Chanukah (no matter how you spell it!) is always a time of great fun and celebration at TBI. All are invited to bring their favorite family-Chanukiah to the temple on the Shabbat evening that falls during the 8-day Festival of Lights. As a community, we share in singing traditional and modern Chanukah songs, share in chanting the blessings, and light the Chanukah candles together.

Tu b’Shevat

The annual “birthday for the trees” is a wonderful reminder – usually in the bitter cold of winter – that spring is on its way.
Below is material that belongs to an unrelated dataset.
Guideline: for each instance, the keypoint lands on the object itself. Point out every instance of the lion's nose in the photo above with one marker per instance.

We are reminded that although we may still face freezing temperatures, and the buds are still a few months away, trees in Israel are just waking up from their dormancy and life is returning to the once-hibernating earth in Eretz Yisrael.


At our annual Purim Extravaganza, our religious school students and faculty take through a musical tour of the story of Purim through parodied music and comical narrative. All students and teachers participate in this huge crowd-pleasure, which also includes the chanting of selected sections of the Megillah and the chance to enjoy delicious homemade hamentashen.


Our congregation joins together with family and friends in the social hall of the congregation to share in our annual 2nd Night Passover Seder. This entertaining and lively retelling of the Passover story from the tradition of Book of Exodus and the Haggadah, is an opportunity to share in the history of the Israelites and the Jewish people. A delicious, catered dinner is enjoyed by all.


As we celebrate the giving of God’s Laws at Mt. Sinai, we also celebrate the accomplishments of our most senior religious school students with the ceremony of Confirmation. Our 10th Grade students ascend the bima as a class, lead us in worship, and share with us their thoughts about their connection to Judaism, the temple, and the Jewish People. We honor them with our presence, as they honor us with theirs.